Devers was brought in to help the Red Sox replace the void left by Ortiz in 2017. He was promoted from Triple-A before he was completely ready, forcing him to learn on the fly. The sheer power was present, but not the discipline (or defense).

He was in the postseason before he was legally allowed to drink. He’s primed to explode in 2022, with half a decade of big-league experience under his belt and already more postseason experience than most players who’ve been in the game twice as long.

This year, Devers says he hopes to hit at least 40 home runs. I wouldn’t put money on him.

— Gabrielle Starr

Ronald Acuna Jr. and Freddie Freeman: Old school vs. new school, part 2,924

Baseball has long been considered an old man’s game, but that is rapidly changing. The sport does not belong to previous generations, and it is up to the current generation to select how it is played.

If that means leaving some misbehaving fans behind, so be it. That wasn’t the case in the Braves’ clubhouse, at least not until 2018.

Most people have watched Ronald Acua’s Instagram live chat, in which he indicated that Freddie Freeman is someone he “wouldn’t miss,” in part because of how he was treated as a rookie.

Acua arrived at the bigs’ clothes in a way that Freeman would not have recognized. There’s nothing wrong with it, either on the surface or beneath the surface. You are free to delve as far as you want.

But Freeman discovered something, not because of any present-tense dispute, but because of how he was handled as a rookie. “I noticed the eye black problem,” Freeman said when asked why he treated Acua this way.

There are organizational standards that must be followed when wearing a Braves uniform. Freeman explained. “You don’t wear sunglasses over your ‘A,’ you don’t wear earrings, you keep your hair at a specific length, you wear a uniform during BP, and you don’t have eye black all over your face,” Freeman explained.

Whether Freeman misconstrued the rules (unlikely) or the organization imposed them on him, it’s yet more proof that baseball is evolving. It’s time to embrace a new era, one that’s full of glitz and glam. Acua (and Freeman, in separate ways) are both excellent examples of this.

— Mark Powell

Anthony Rizzo: Yankees’ third-option to difference-maker

It was right there. That all-too-familiar sensation of seeing a Yankee slump to the ground in agony. When Anthony Rizzo was hit on the wrist by a pitch and collapsed, the Era of Good Feelings lasted only about 5/9 of Game 1. Even though the short and sloppy 2022 spring training had been New York’s healthiest in a long time, it still didn’t last long.

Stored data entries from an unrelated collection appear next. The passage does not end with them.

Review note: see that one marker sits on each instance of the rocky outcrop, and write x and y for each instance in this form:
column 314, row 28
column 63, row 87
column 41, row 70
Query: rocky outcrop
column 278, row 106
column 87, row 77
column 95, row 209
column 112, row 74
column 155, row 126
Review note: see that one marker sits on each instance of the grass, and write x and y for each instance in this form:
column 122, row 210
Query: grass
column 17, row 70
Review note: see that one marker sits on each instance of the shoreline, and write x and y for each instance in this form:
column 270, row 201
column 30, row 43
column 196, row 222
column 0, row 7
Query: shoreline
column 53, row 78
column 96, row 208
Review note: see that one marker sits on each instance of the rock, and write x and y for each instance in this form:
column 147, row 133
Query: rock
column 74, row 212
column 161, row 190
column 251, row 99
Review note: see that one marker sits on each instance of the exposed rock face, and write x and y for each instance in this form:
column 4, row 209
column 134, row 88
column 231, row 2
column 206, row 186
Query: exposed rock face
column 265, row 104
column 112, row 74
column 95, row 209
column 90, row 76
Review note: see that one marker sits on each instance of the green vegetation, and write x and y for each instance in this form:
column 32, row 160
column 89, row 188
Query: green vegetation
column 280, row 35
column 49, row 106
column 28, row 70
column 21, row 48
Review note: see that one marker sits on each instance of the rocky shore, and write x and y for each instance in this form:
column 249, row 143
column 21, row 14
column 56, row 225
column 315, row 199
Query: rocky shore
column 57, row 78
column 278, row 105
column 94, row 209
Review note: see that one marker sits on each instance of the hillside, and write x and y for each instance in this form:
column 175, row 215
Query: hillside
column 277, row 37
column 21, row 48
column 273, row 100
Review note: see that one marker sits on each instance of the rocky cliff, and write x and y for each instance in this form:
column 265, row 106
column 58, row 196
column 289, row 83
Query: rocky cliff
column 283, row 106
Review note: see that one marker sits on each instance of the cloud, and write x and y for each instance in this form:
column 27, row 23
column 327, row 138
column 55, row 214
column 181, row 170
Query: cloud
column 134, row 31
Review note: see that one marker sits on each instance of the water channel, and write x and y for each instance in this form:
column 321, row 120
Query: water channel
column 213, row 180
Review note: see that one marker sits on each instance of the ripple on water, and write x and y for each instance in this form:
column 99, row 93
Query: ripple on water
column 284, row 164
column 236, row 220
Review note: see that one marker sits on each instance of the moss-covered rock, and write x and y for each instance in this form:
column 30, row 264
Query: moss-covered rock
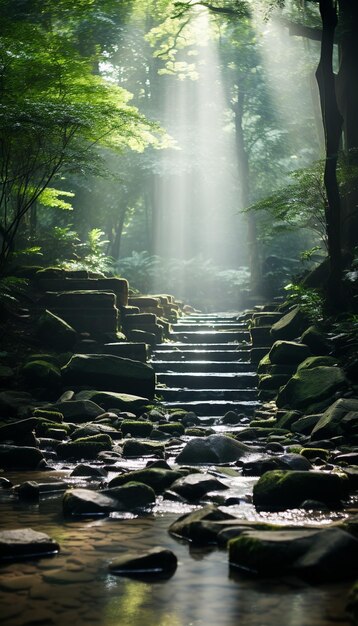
column 290, row 325
column 135, row 448
column 319, row 555
column 332, row 421
column 42, row 374
column 108, row 372
column 212, row 449
column 315, row 340
column 136, row 428
column 309, row 386
column 317, row 361
column 55, row 333
column 288, row 353
column 132, row 495
column 172, row 428
column 85, row 449
column 20, row 457
column 281, row 489
column 157, row 478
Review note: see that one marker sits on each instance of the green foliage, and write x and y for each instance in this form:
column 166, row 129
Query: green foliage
column 196, row 280
column 11, row 287
column 310, row 300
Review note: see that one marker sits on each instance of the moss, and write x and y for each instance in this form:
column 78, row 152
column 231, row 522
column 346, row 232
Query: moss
column 136, row 428
column 172, row 428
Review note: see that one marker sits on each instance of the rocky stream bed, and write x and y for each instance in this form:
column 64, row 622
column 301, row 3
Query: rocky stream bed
column 220, row 503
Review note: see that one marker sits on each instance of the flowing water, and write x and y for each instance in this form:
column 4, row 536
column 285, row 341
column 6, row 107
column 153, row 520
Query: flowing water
column 75, row 587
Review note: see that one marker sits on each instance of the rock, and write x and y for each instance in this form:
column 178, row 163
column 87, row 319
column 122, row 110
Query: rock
column 136, row 428
column 305, row 424
column 78, row 502
column 290, row 325
column 88, row 470
column 20, row 457
column 332, row 420
column 310, row 386
column 174, row 429
column 154, row 562
column 108, row 372
column 78, row 411
column 317, row 361
column 32, row 490
column 132, row 495
column 280, row 489
column 19, row 430
column 195, row 486
column 288, row 352
column 26, row 542
column 135, row 448
column 328, row 555
column 87, row 448
column 157, row 478
column 190, row 525
column 315, row 340
column 55, row 333
column 213, row 449
column 42, row 374
column 111, row 400
column 15, row 403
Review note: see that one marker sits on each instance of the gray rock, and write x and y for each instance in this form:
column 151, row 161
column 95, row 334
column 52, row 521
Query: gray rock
column 194, row 486
column 212, row 449
column 26, row 543
column 20, row 457
column 154, row 562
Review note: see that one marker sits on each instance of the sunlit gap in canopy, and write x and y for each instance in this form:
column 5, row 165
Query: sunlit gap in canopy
column 196, row 199
column 289, row 63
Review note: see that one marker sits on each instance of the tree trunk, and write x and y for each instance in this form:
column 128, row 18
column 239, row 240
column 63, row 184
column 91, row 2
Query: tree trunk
column 332, row 122
column 244, row 173
column 347, row 96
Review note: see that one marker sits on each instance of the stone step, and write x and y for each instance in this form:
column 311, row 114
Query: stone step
column 200, row 366
column 213, row 336
column 205, row 395
column 193, row 326
column 216, row 407
column 210, row 347
column 209, row 380
column 194, row 355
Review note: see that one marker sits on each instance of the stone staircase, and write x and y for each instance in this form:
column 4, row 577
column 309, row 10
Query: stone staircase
column 205, row 366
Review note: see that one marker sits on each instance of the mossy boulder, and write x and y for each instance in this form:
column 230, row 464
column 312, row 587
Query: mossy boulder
column 88, row 448
column 290, row 325
column 132, row 495
column 280, row 489
column 20, row 457
column 288, row 353
column 315, row 340
column 155, row 562
column 157, row 478
column 310, row 386
column 212, row 449
column 112, row 400
column 195, row 486
column 55, row 333
column 136, row 428
column 134, row 448
column 110, row 373
column 42, row 374
column 317, row 361
column 332, row 421
column 319, row 555
column 172, row 428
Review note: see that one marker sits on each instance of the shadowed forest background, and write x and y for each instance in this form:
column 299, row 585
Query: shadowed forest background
column 185, row 146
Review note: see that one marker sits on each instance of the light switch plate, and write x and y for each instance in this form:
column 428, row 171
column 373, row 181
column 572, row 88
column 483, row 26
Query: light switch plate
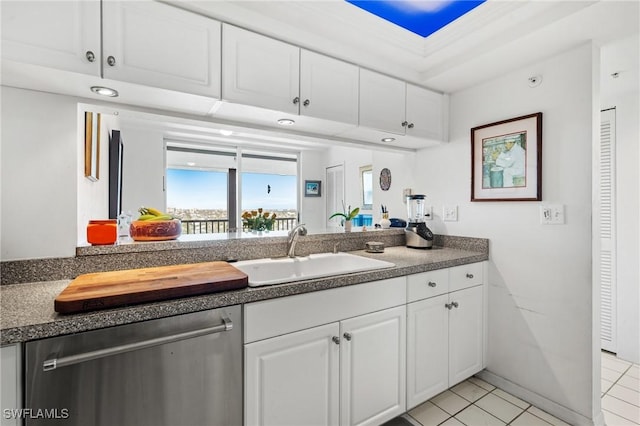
column 450, row 213
column 552, row 214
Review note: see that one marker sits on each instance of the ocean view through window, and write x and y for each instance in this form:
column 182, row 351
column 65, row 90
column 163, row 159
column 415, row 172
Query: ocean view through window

He shrugged it off miraculously, just like he shook off being relegated to the third tier of the rumor mill this winter, behind Matt Olson and Freddie Freeman. For months of silence, Rizzo had to wake up every day and read that, yes, the Yankees wanted him back — unless they could obtain one of two better possibilities.

It happened when an Olson deal was done and the Freeman-to-LA rumor was gaining steam. Both parties looked at each other and clenched their teeth (the Yankees have one set of teeth). They came to an agreement.

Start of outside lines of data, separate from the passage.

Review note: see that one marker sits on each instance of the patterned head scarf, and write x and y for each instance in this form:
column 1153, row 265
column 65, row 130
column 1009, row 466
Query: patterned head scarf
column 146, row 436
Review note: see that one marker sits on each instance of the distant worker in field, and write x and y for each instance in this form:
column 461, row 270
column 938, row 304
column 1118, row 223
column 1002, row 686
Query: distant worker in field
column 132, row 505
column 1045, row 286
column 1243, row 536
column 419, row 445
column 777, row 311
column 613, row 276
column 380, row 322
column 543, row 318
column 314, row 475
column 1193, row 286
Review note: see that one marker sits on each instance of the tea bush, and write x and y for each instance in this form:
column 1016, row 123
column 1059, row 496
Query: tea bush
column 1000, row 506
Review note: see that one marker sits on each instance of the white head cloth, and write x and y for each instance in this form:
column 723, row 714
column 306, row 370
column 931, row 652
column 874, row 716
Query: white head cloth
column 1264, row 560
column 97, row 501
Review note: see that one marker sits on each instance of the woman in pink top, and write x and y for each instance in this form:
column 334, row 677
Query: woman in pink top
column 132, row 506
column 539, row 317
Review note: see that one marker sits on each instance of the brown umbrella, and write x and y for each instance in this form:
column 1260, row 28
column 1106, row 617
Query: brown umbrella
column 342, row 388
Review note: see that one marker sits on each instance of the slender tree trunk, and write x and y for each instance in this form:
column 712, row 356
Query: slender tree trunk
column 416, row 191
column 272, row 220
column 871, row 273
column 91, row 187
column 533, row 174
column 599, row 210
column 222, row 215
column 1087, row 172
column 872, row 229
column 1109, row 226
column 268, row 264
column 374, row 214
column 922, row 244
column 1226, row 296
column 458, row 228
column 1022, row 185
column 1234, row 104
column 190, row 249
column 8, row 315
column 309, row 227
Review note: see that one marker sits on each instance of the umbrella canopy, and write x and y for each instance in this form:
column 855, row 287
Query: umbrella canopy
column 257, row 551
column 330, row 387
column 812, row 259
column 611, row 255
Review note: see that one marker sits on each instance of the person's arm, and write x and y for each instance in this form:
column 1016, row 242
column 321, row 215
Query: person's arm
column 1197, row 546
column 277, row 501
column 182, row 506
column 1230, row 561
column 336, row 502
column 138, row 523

You wouldn’t know if Rizzo felt disrespected if he didn’t show it. The advantages of hiring him for a full season in pinstripes have become evident fast. Rizzo fought back in all three games against the Red Sox in the first series.

On Opening Day, his two-run home run indicated the Yankees’ decision not to die, and he tied the game in the second and third innings with another two-run blast and a two-run single, respectively.

The intangible advantage was also evident; on Saturday afternoon, rookie pitcher Ron Marinaccio couldn’t get a strike until Rizzo came to the mound and sold him a couple.

While Olson or Freeman may have been more flashy long-term commitments, Rizzo seemed eager to show that his 2021 season, which was hampered by COVID-19 and a move to a new city, was the exception rather than the rule.